また、艦娘たちは多くが女学生の制服を着ているが、それも重要な要素である。制服は単純にオタクに人気があるアイテムだが、それだけでなく、制服を着ているだけで「身近な存在」に感じられるのだ。かの初音ミクも身近なアイテム「長ネギ」を振ったおかげで親近感が生まれ、人気が爆発する大きな要因となった。

 かたや、プリガーは登場するモチーフがどれも分かり辛いうえ、近未来風の服ばかりで親近感が沸きづらい。せめて、何か日常的に目にする身近なアイテムを身に着けていれば、オタクたちはプリガーに愛着を抱きやすくなったかもしれない。

金儲けの匂いを嗅ぎ取った瞬間に
オタクたちは嫌悪感を抱く

 さて、萌えアニメとのコラボによって、町おこしに成功したケースはいくつかあるが、そこにも成功のヒントは隠されている。最も有名な成功例は、やはり「萌えアニメ町おこしブーム」の先駆けでもある、女子高生の日常系アニメ『らきすた』の舞台となった埼玉県鷲宮町(現・久喜市)だろう。作中に登場した神社のモデルとなった鷲宮神社は、アニメが放送された08年には、参拝客が2倍以上に増加し、コスプレ参拝客などでもおおいに賑わった。

 そして近年では、女子高生たちが戦車で戦うアニメ『ガールズ&パンツァー(通称・ガルパン)』と茨城県大洗町のコラボも大きな話題を呼んだ。毎年秋に開催される「大洗あんこう祭り」には、例年2~3万人の来場客が訪れるが、12年、アニメが放映中に開催された第16回では6万5000人の来場を記録。さらに年々来場客は増えていき、昨年は劇場版公開の影響もあって、過去最大の11万人にまで膨れ上がっている。

 ほかには、青春群像劇『あの日見た花の名前を僕達はまだ知らない。』の舞台・埼玉県秩父市でも、アニメの放送から半年間で、3.2億円もの経済効果が生まれたという。こういった町おこしの成功には、ある共通点がある。それは「町側がアニメのヒットを見込んでいなかった」ことだ。一見すると単純なようだが、欲に目がくらむと、そんな単純なことさえ見えなくなり足元をすくわれる。

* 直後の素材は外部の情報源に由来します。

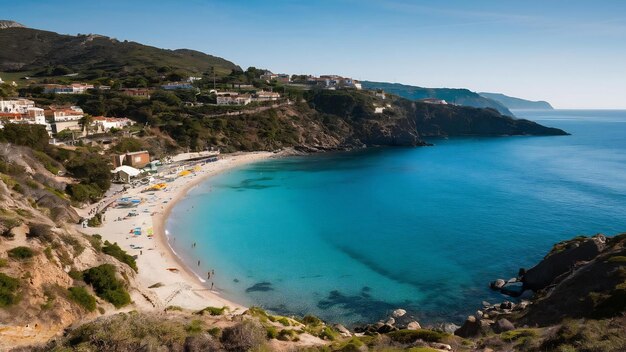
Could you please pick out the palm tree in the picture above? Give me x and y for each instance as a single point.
(85, 122)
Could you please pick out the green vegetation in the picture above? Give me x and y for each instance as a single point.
(21, 253)
(75, 274)
(102, 59)
(33, 136)
(50, 164)
(243, 337)
(106, 285)
(42, 232)
(81, 296)
(95, 220)
(618, 259)
(194, 327)
(118, 253)
(410, 336)
(95, 241)
(287, 335)
(214, 311)
(8, 290)
(272, 332)
(517, 334)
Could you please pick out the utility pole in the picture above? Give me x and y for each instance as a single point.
(213, 69)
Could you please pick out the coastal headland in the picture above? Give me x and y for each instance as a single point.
(163, 279)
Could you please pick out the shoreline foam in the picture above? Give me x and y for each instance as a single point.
(182, 287)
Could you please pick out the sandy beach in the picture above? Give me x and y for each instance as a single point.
(163, 280)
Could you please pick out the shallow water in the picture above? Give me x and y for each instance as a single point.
(351, 236)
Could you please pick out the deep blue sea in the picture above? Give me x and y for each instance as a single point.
(351, 236)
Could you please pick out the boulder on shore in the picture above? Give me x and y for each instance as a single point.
(502, 325)
(398, 313)
(471, 328)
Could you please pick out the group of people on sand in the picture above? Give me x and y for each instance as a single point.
(210, 272)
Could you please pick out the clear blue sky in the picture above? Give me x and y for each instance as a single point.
(569, 52)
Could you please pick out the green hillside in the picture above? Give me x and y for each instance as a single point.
(456, 96)
(26, 49)
(517, 103)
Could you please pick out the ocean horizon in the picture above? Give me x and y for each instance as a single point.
(350, 236)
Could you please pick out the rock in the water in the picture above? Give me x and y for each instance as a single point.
(343, 331)
(413, 326)
(440, 346)
(398, 313)
(502, 325)
(385, 329)
(498, 284)
(448, 328)
(506, 305)
(471, 328)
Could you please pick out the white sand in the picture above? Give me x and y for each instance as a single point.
(179, 288)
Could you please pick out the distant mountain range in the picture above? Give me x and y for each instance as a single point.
(517, 103)
(25, 49)
(456, 96)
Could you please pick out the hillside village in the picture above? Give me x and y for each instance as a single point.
(70, 122)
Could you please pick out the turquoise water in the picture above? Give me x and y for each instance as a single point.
(351, 236)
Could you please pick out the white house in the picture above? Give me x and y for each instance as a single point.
(105, 124)
(434, 101)
(74, 88)
(233, 98)
(22, 111)
(16, 106)
(177, 85)
(65, 118)
(266, 96)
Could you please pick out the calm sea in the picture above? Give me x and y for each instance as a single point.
(351, 236)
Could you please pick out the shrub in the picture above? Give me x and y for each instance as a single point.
(75, 274)
(81, 296)
(410, 336)
(244, 336)
(118, 253)
(41, 232)
(212, 311)
(21, 253)
(618, 259)
(8, 290)
(83, 192)
(18, 188)
(194, 327)
(517, 334)
(75, 243)
(284, 321)
(95, 241)
(95, 221)
(47, 162)
(48, 253)
(215, 332)
(287, 335)
(328, 333)
(272, 332)
(106, 285)
(311, 320)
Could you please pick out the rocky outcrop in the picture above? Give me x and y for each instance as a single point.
(561, 259)
(10, 24)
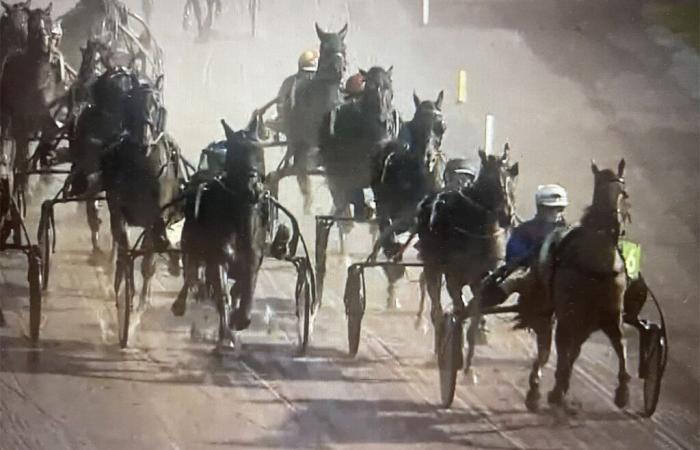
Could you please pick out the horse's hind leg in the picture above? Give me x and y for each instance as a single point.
(614, 332)
(433, 283)
(543, 332)
(94, 222)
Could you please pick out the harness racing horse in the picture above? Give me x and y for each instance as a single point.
(402, 175)
(311, 101)
(141, 179)
(90, 19)
(13, 30)
(99, 125)
(224, 233)
(462, 235)
(349, 136)
(31, 86)
(586, 280)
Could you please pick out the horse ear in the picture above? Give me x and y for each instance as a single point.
(621, 168)
(320, 33)
(230, 134)
(343, 32)
(160, 81)
(514, 170)
(506, 152)
(438, 102)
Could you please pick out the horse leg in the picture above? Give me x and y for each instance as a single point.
(421, 302)
(433, 283)
(94, 222)
(543, 332)
(393, 274)
(562, 375)
(614, 332)
(148, 270)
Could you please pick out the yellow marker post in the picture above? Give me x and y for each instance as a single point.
(462, 86)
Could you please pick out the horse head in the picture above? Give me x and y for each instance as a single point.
(495, 185)
(14, 26)
(332, 60)
(245, 163)
(145, 114)
(427, 130)
(609, 193)
(378, 93)
(39, 28)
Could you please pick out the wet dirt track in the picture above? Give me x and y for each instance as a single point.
(567, 81)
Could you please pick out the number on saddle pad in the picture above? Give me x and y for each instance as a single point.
(632, 254)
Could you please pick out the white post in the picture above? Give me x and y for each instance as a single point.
(488, 141)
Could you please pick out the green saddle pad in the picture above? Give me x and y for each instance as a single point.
(632, 254)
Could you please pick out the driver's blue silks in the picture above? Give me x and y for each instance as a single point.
(526, 239)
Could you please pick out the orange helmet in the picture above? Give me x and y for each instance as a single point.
(355, 84)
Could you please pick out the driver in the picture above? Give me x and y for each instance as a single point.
(306, 69)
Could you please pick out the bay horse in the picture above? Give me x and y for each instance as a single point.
(462, 235)
(224, 233)
(312, 100)
(585, 275)
(403, 173)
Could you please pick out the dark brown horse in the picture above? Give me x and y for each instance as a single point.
(462, 234)
(585, 276)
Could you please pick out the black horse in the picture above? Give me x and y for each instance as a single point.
(14, 24)
(462, 234)
(141, 178)
(403, 173)
(350, 135)
(99, 125)
(311, 102)
(224, 233)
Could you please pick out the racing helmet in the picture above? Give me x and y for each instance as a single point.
(551, 195)
(308, 61)
(458, 166)
(355, 84)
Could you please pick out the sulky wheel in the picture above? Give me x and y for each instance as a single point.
(125, 304)
(654, 365)
(449, 357)
(354, 307)
(304, 314)
(45, 239)
(34, 278)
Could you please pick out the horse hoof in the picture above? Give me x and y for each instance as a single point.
(622, 396)
(555, 397)
(532, 400)
(471, 377)
(178, 308)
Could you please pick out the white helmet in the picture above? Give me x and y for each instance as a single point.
(551, 195)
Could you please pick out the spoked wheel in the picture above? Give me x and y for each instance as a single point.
(304, 315)
(354, 308)
(34, 275)
(449, 357)
(655, 362)
(125, 304)
(45, 239)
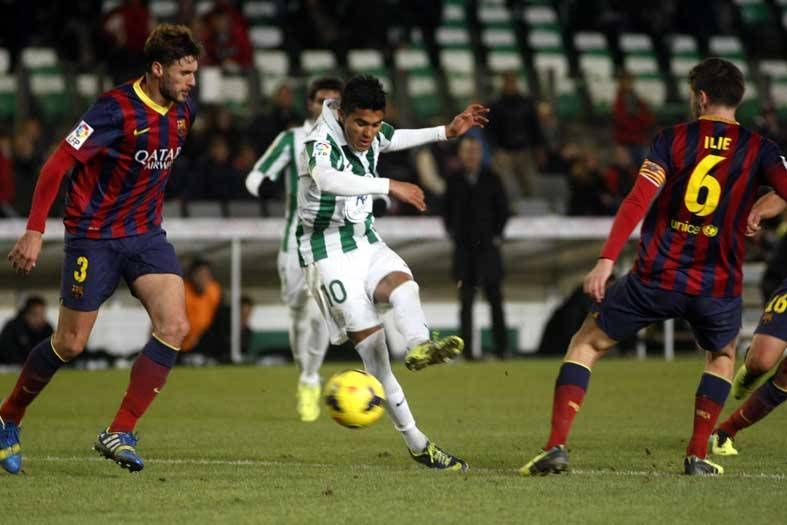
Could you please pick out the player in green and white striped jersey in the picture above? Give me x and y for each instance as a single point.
(349, 269)
(308, 332)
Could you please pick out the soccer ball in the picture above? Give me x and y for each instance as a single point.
(354, 398)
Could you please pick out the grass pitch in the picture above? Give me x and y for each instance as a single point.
(224, 445)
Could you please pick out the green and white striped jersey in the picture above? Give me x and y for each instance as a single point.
(330, 223)
(285, 155)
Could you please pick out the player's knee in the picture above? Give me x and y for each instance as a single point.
(68, 344)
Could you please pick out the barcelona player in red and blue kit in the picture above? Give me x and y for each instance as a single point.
(695, 190)
(119, 157)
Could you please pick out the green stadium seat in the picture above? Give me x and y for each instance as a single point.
(163, 10)
(36, 58)
(542, 40)
(591, 42)
(8, 90)
(541, 17)
(318, 62)
(683, 45)
(636, 44)
(49, 93)
(260, 13)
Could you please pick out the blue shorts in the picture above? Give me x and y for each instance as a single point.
(93, 267)
(774, 318)
(629, 306)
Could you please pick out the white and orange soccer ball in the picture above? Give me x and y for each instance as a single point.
(355, 398)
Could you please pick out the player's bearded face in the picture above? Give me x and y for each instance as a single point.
(361, 126)
(178, 79)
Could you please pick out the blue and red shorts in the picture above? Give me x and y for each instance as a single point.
(93, 267)
(629, 306)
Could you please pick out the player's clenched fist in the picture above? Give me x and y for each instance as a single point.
(25, 253)
(409, 193)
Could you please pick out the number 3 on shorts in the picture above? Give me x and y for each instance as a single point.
(335, 292)
(80, 274)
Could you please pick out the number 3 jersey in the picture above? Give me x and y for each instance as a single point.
(709, 173)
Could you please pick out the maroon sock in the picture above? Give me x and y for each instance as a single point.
(570, 387)
(40, 366)
(148, 377)
(756, 407)
(708, 402)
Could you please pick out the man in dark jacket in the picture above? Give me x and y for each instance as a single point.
(476, 211)
(24, 331)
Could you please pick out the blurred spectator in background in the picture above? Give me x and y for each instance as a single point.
(632, 119)
(125, 30)
(203, 298)
(475, 215)
(585, 183)
(516, 138)
(226, 38)
(23, 332)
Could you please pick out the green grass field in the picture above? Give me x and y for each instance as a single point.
(224, 445)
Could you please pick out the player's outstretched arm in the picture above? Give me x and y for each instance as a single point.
(25, 253)
(474, 116)
(409, 193)
(768, 206)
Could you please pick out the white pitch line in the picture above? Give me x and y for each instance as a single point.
(269, 463)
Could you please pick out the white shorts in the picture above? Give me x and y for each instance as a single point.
(294, 292)
(344, 286)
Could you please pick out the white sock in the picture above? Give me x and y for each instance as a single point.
(408, 313)
(316, 346)
(374, 354)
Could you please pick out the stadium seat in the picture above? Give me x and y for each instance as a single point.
(541, 17)
(5, 61)
(545, 40)
(8, 90)
(636, 43)
(34, 58)
(726, 46)
(318, 61)
(265, 37)
(260, 13)
(369, 62)
(245, 208)
(590, 42)
(49, 94)
(452, 37)
(163, 10)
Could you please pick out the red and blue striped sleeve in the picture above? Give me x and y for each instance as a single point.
(99, 127)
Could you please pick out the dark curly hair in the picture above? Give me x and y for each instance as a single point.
(363, 92)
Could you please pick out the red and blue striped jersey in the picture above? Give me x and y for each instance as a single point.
(709, 172)
(125, 145)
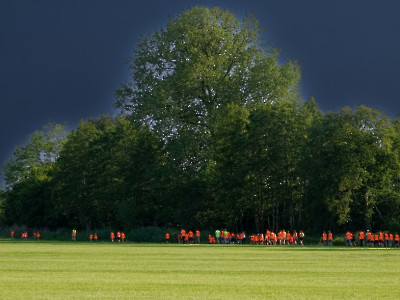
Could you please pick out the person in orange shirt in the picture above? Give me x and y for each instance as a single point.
(288, 238)
(361, 236)
(294, 237)
(183, 235)
(301, 237)
(376, 240)
(386, 238)
(349, 238)
(381, 239)
(112, 236)
(330, 238)
(191, 236)
(324, 238)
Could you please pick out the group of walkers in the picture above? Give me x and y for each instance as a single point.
(184, 237)
(283, 237)
(377, 239)
(120, 237)
(364, 238)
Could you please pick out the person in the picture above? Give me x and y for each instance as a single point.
(191, 236)
(218, 236)
(361, 236)
(386, 238)
(74, 234)
(349, 238)
(324, 238)
(381, 239)
(376, 240)
(330, 238)
(390, 240)
(183, 235)
(301, 237)
(112, 236)
(396, 239)
(295, 237)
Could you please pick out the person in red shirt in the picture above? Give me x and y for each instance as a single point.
(324, 238)
(349, 238)
(361, 236)
(330, 238)
(197, 240)
(112, 236)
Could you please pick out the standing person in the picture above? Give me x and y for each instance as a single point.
(324, 238)
(349, 238)
(301, 237)
(330, 238)
(191, 236)
(295, 237)
(112, 236)
(74, 235)
(218, 236)
(386, 243)
(361, 237)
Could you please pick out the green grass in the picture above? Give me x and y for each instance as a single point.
(66, 270)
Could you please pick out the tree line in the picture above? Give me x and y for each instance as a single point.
(212, 132)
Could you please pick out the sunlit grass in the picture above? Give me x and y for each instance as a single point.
(45, 270)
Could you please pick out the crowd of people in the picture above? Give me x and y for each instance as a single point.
(283, 237)
(184, 237)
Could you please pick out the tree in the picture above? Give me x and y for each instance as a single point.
(350, 166)
(202, 60)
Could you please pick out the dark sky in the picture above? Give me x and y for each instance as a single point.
(61, 61)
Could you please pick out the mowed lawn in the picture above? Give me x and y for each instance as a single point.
(51, 270)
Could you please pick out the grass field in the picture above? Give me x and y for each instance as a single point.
(56, 270)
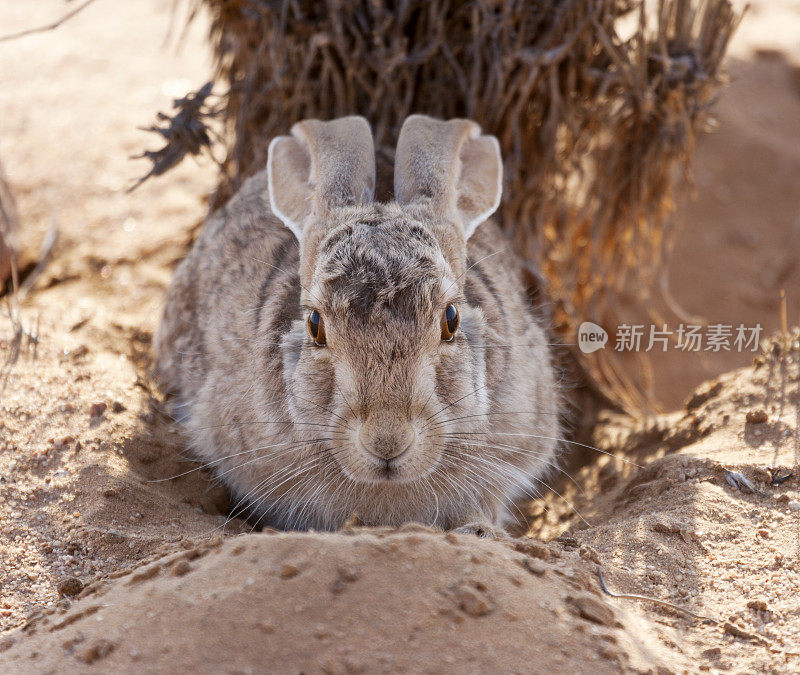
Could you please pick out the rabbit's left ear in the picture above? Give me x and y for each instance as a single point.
(458, 171)
(322, 165)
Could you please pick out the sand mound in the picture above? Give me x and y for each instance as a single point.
(89, 509)
(372, 601)
(708, 520)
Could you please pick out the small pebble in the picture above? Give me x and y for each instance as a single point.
(70, 586)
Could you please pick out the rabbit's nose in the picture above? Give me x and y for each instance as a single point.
(386, 440)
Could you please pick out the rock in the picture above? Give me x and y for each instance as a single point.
(70, 587)
(757, 416)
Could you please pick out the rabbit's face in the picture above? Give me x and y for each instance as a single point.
(384, 363)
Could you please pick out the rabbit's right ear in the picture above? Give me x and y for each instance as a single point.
(322, 165)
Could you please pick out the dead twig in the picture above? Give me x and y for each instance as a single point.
(48, 27)
(634, 596)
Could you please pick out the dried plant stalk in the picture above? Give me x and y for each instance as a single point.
(596, 129)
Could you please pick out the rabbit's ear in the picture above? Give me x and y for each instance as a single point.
(322, 165)
(450, 165)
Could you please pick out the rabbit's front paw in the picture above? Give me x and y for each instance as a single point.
(482, 529)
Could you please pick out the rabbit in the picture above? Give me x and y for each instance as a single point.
(333, 357)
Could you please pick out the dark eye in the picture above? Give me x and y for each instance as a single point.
(449, 322)
(316, 327)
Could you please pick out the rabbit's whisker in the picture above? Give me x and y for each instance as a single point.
(520, 451)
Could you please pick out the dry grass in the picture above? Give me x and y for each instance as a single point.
(597, 128)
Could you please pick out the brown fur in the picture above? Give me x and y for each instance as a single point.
(387, 421)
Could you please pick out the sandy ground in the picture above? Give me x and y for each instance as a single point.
(107, 563)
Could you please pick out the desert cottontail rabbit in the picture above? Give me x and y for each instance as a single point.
(335, 357)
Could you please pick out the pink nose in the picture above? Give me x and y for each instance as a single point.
(386, 439)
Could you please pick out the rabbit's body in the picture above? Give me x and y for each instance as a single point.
(387, 421)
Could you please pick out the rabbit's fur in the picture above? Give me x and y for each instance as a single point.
(387, 422)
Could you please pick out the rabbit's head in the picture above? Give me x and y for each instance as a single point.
(389, 351)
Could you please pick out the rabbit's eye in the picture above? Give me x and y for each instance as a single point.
(449, 322)
(316, 326)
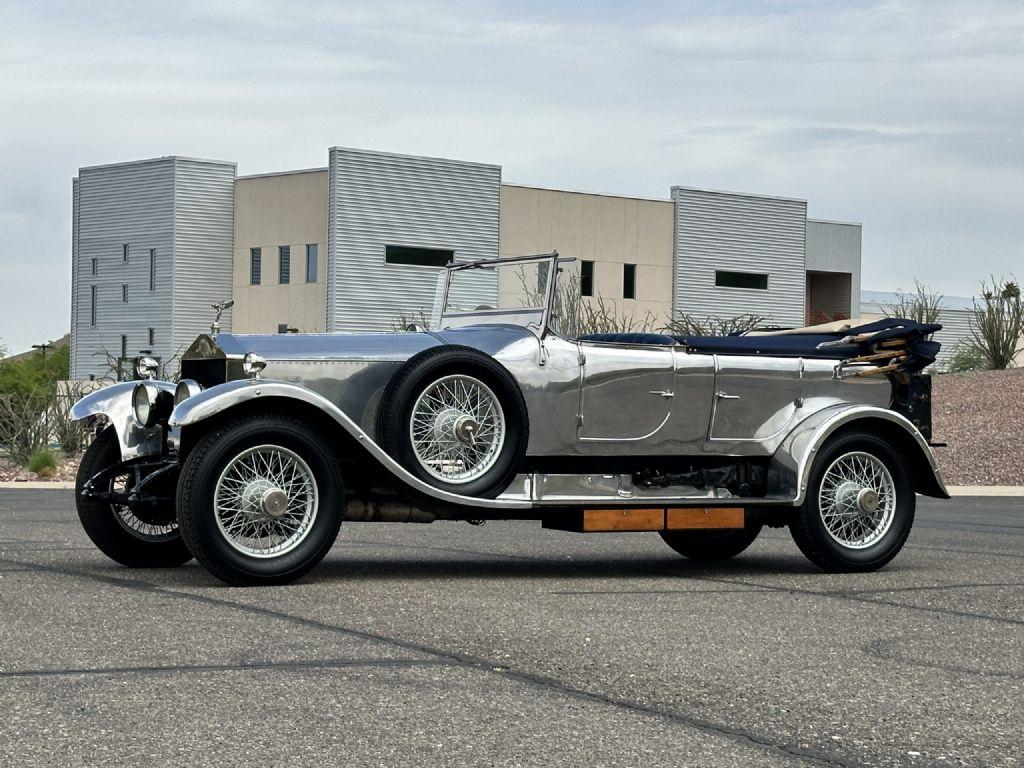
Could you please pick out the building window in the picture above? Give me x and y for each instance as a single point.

 その失敗例で有名なものに、千葉県鴨川市を舞台にしたロボットアニメ『輪廻のラグランジェ』がある。同市ではアニメの放映前から町おこしプロジェクトとして活動を始め、その気合の入れようはNHKの報道番組で「自治体によるタイアップ事例」の代表として放送されたほどだ。ところが、アニメはヒットどころか爆死。DVDの売り上げも「採算ライン」と呼ばれる3000枚を下回ってしまった。

 これは、作品そのものの不完全燃焼ぶりに加え、オタクたちが「金儲けの匂いを感じ取り、嫌悪感を抱いた」からだ。純粋にアニメを楽しみたいだけなのに、こうも「ビジネス臭」を出されては興が醒める。しかもこのアニメ、各話のタイトルに「鴨川」という文字を入れており、このゴリ押しともいえる「聖地アピール」ぶりには、多くのオタクが辟易してしまった。「取らぬ狸の皮算用」には、くれぐれも注意したいところだ。